The durability of these parts depends on the type of material used to print them. An ever-increasing range of plastics, polymers, ceramics, and metals are now available. The Aerospace Corporation is currently targeting two classes of material for use in space: Inconel and Ultem. Aerospace researchers are exploring the microstructures of these materials in an effort to engineer new materials that are optimized for space applications, which require increased resilience and resistance to extreme temperatures.

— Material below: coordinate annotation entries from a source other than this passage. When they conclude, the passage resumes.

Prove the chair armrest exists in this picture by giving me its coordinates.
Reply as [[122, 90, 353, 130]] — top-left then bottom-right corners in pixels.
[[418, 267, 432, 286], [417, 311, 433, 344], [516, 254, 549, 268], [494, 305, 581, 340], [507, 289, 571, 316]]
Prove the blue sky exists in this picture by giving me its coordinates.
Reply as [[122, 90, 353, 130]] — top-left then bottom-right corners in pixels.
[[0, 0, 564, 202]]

The Inconel family of nickel alloys is currently used in a wide range of industries and applications around the world. Aerospace scientists have recently focused their attention on Inconel 718, a heat-treatable nickel-chromium-iron alloy designed to resist a wide range of severely corrosive environments while retaining its high yield and tensile properties at high temperatures and pressure. Now widely used in space flight systems due to its weldability and cryogenic properties, Inconel 718 retains its strength over a wide temperature range. It pulls this off by forming a thick, stable oxide layer when heated, which protects its surface during high-temperature applications where aluminum and steel would deform and fail.
Ultem is another promising material. As part of a family of amorphous thermoplastic polyetherimide (PEI) resins, Ultem can withstand extreme temperatures while offering high strength and stiffness properties in addition to broad chemical resistance. Ultem 9085 has exhibited immense potential due to its superior mechanical performance and strength-to-weight ratio. Ultem 9085’s strength, light weight, and flame-retardant qualities make it an ideal candidate for aerospace and automotive applications. Aerospace researchers are now exploring the suitability of Ultem 9085 for production-grade components and testing its potential for creating prototypes and production tools.
Aerospace researchers are also working to uncover as-of-yet unknown qualities of these materials and their microstructures in hopes of revealing any potential failures that could jeopardize their use in space and other endeavors. The hope is that these research efforts will yield materials that can withstand the rigors of space and lead to the development of manufacturing techniques that provide rapid production of parts that are challenging or otherwise impossible to create. Once proven and deployed, engineers will to be able to print parts, tools and even entire habitats on the ground or on the fly.